[Cryptography] [FORGED] Re: Google announces practical SHA-1 collision attack

Mark Steward marksteward at gmail.com
Wed Mar 1 20:35:39 EST 2017


On Wed, Mar 1, 2017 at 10:55 PM, Peter Gutmann <pgut001 at cs.auckland.ac.nz>
wrote:

> Mark Steward <marksteward at gmail.com> writes:
>
> >We do, it's all in the report and referenced papers.
>
> As several people have pointed out, it's not in the report.  Or perhaps
> more
> accurately there is disagreement between the authors of the report and the
> people reading it as to what's in there.  From my multiple re-readings it
> appears that the 6500 CPU-years is the one-off computation for a given
> document and the 100 GPU years (100 GPU years, not 110 GPU hours) is for
> each
> new collision with that document.
>
>
Yep, my reading is that you'd need to repeat all the work of crafting the
path, optimising, finding a suitable first block, crafting the second path,
optimising again, and then crunching to get a second block, for each
different document.

The first block isn't a one-off for a given document (they found another
suitable first block) but there's no point repeating that work if you only
want to find more collisions. The second block is the more expensive one,
though, so it's not like they fall out like gumballs.

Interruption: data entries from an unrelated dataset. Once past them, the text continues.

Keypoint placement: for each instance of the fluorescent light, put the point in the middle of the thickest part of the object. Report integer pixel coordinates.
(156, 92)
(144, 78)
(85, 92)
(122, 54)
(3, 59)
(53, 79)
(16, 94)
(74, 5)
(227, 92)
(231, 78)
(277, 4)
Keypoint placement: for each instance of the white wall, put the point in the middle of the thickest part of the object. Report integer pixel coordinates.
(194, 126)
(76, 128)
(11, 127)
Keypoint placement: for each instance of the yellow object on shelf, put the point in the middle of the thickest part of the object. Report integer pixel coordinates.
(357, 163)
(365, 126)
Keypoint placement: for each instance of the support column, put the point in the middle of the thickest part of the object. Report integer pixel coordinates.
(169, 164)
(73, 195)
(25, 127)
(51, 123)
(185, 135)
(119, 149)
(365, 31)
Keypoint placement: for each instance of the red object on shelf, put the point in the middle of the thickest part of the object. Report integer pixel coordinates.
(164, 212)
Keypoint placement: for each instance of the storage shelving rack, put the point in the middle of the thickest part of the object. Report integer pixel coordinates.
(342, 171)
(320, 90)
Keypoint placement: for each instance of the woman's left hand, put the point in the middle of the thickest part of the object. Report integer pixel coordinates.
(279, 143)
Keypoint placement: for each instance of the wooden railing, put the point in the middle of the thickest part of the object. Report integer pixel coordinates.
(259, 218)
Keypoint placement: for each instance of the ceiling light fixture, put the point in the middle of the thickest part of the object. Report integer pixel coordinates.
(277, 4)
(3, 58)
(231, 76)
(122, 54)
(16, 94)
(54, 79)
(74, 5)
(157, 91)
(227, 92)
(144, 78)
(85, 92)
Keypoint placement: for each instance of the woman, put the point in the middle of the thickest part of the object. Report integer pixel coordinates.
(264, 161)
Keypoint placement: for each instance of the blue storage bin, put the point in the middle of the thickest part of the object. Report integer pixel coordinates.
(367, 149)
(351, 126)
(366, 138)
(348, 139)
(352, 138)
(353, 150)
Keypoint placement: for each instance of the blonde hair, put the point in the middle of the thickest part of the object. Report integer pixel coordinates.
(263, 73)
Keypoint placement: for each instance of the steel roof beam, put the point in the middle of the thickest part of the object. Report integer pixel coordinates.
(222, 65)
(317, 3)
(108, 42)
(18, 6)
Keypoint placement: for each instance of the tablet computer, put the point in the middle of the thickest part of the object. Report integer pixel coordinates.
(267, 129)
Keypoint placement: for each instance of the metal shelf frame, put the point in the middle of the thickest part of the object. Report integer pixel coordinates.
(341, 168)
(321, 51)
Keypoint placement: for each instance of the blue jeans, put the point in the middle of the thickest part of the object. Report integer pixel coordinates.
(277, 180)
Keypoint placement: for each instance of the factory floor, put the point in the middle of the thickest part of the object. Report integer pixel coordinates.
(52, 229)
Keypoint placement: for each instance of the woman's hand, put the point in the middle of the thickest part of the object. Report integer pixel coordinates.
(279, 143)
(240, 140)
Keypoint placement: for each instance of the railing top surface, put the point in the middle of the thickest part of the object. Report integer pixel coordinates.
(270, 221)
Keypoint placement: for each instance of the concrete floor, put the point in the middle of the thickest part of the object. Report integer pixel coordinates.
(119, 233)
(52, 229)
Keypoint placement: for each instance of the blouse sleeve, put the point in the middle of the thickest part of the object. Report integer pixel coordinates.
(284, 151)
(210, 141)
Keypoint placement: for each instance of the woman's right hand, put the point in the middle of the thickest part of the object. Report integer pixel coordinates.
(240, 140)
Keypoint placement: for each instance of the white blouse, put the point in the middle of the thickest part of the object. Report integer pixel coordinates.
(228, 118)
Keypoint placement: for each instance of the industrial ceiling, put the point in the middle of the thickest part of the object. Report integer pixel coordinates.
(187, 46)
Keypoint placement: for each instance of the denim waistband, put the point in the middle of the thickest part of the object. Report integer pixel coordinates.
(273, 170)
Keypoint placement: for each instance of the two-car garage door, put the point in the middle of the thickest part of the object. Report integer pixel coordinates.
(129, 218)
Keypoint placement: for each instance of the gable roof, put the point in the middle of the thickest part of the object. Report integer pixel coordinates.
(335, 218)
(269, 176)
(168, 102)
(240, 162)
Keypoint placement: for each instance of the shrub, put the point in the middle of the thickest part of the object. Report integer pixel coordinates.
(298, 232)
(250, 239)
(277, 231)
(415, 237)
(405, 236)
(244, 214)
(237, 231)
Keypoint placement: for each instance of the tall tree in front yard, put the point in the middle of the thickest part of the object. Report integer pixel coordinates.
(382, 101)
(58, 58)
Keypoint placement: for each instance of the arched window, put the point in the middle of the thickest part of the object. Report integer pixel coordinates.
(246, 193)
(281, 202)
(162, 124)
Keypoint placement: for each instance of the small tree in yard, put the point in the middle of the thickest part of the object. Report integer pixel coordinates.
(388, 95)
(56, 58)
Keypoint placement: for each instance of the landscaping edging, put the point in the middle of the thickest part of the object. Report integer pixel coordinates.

I realise that USD 110k is a headline number - they point out that the
expected time to find a second-stage collision is 2.5 times what it took.
But even if you're really unlucky, and the first stage once converted to
GPU takes as much processing power as the second stage, we'd still only be
looking at an average of USD 550k of processing time per prefix on a
universally available resource.



> Another thing that the report is insufficiently clear about is that this
> isn't
> about creating a collision with an existing document, it's about creating a
> document from scratch that can be manipulated to have two different forms
> but
> the same hash.  So it's more a badly-designed-repository-stress-tester
> than a
> signature-forgery attack.
>
>
I think the report makes it clear that it's a chosen-prefix attack, and
while Web PKI is less vulnerable these days, are people outside that
ecosystem as stringent about not signing subverted data? And even a
badly-designed repository might be an app store with automated validation,
or someone's reimplementation of a docker registry.